Now adding to that conversation, there are new concerns over the mental health of concealed carry permit gun owners in this state.
The Ohio Attorney General’s office confirmed that more than 100 people in the state have been deemed mentally incompetent by a court, but still have permits to carry concealed guns.
To decrease gun violence, Attorney General Yost said officials need to start enforcing the laws that already exist.
“Just get started with something,” said Ellen Kramer, a mother from Brecksville.
It’s a similar sentiment we’ve heard echoed across the country in the two weeks since the mass shootings that left 31 people dead in Dayton and El Paso and again Saturday from protesters, like Ellen Kramer, at the Moms Demand Action rally in Cleveland.
“I'm not blaming it on any one thing. There's a variety of things that go into it, so address it where you can,” Kramer said.
Attorney General Yost said the first step is to enforce laws already in place.
It's illegal for anyone ruled mentally incompetent by a court to own guns, but Yost said more than one hundred people who were ruled incompetent might still have their concealed carry permits.
It’s still unclear who was supposed to be following up to make sure those permits were revoked, but according to an agreement signed Friday, the Ohio Department of Public Safety will now be responsible for those checks.
Governor Mike DeWine has already proposed a 17-point plan to address gun violence—one of them is a red flag law.
It would let family members or police ask a court to take away someone’s guns if they’re determined to be a risk to themselves or others.
"It's not seizing somebody's property without due process. That was the stick, that was the issue that couldn't get resolved in the past. We've worked with voices across the broad array of concerned, we believe we have those sorted out,” Ohio Lt. Gov. Jon Husted said.
The red flag law was just one of the topics discussed at Saturday’s rally.

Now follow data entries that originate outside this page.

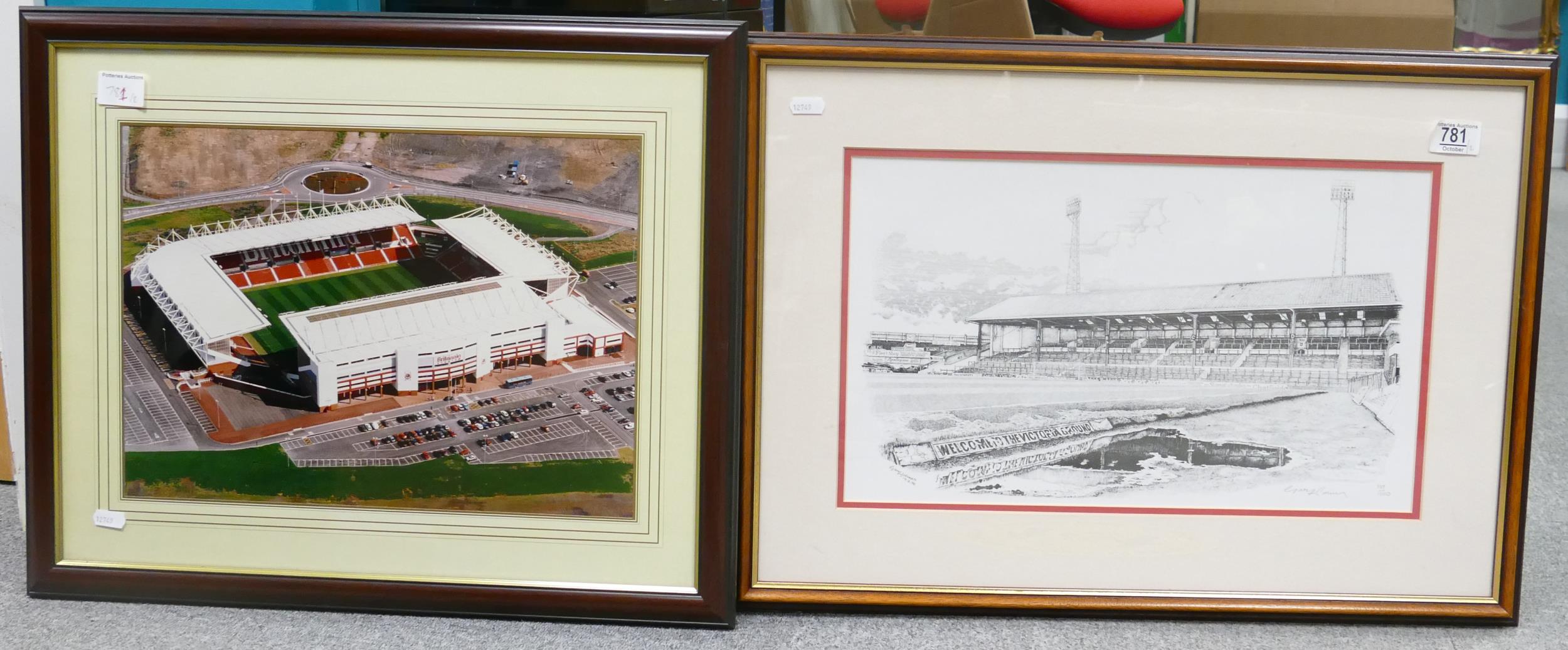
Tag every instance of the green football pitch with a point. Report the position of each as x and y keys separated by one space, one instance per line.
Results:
x=322 y=292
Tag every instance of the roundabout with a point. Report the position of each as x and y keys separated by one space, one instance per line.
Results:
x=336 y=182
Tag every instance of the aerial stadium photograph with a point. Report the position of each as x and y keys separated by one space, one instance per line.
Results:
x=380 y=320
x=1148 y=334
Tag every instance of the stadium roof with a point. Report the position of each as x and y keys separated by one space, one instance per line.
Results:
x=497 y=243
x=1303 y=293
x=374 y=326
x=209 y=301
x=457 y=314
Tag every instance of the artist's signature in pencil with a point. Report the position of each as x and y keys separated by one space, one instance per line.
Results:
x=1313 y=492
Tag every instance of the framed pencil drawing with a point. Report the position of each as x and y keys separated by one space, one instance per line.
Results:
x=1173 y=331
x=383 y=314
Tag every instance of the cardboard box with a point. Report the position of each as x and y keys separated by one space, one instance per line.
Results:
x=1387 y=24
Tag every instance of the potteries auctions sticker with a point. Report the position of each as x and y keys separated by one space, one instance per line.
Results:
x=807 y=105
x=1456 y=139
x=109 y=519
x=123 y=90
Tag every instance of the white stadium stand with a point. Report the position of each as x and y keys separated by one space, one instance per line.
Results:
x=521 y=306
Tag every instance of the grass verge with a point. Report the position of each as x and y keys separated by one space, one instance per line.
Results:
x=265 y=472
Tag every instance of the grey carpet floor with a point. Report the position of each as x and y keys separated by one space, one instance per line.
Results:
x=49 y=624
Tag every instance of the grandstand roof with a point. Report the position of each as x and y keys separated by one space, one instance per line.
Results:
x=380 y=325
x=506 y=248
x=1303 y=293
x=214 y=306
x=460 y=314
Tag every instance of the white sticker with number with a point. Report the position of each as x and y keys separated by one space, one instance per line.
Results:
x=1457 y=139
x=808 y=105
x=123 y=90
x=109 y=519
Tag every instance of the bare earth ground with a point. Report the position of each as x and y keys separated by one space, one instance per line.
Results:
x=601 y=171
x=173 y=162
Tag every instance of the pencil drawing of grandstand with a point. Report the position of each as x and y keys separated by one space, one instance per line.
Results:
x=1104 y=381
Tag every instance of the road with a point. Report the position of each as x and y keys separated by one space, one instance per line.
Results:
x=571 y=436
x=289 y=186
x=609 y=300
x=156 y=416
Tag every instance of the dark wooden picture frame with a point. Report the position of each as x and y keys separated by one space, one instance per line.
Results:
x=1532 y=71
x=720 y=43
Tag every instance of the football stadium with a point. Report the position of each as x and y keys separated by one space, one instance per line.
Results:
x=1315 y=332
x=331 y=303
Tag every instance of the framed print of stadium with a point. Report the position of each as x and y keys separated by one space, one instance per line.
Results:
x=1140 y=329
x=384 y=314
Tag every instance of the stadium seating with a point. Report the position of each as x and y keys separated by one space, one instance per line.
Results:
x=303 y=259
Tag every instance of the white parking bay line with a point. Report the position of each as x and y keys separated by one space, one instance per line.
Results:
x=157 y=406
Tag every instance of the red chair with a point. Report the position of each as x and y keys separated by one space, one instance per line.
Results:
x=1117 y=19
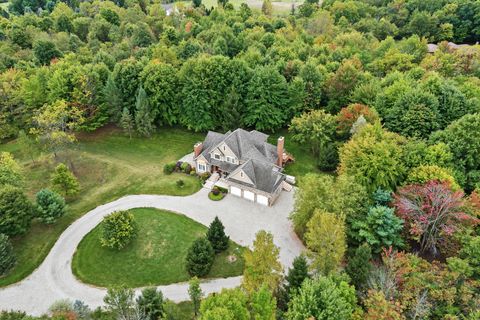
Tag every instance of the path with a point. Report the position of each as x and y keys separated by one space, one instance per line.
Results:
x=54 y=280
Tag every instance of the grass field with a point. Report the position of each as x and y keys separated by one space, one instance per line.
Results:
x=108 y=166
x=155 y=257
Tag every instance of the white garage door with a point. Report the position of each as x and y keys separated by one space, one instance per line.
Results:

Senator Sherrod Brown and Congressman Tim Ryan both came out to show their support. Ryan said a red flag law proposal is in the works in Congress, and he’s hoping to get the ball moving on tougher background checks too.
“There's huge loopholes, so if you buy a weapon at a gun show, you don't need a background check," Ryan said. "We're trying to close those loopholes. We see the gun deaths every day in Cleveland and Youngstown and Akron and we've got work to do,” Ryan said.
But while he and Ryan are in agreement on red flag laws, republican State Senator Matt Dolan has a different opinion on checks.
“A background check, while it's going to be helpful, is not necessarily going to address the real problem. That is someone having a gun in their hands with malintent. And that's what we have to get to,” Dolan said.
News 5 reached out to the Ohio Department of Public Safety to see why they had not been checking concealed carry permit holders in the past, but we have not heard back yet.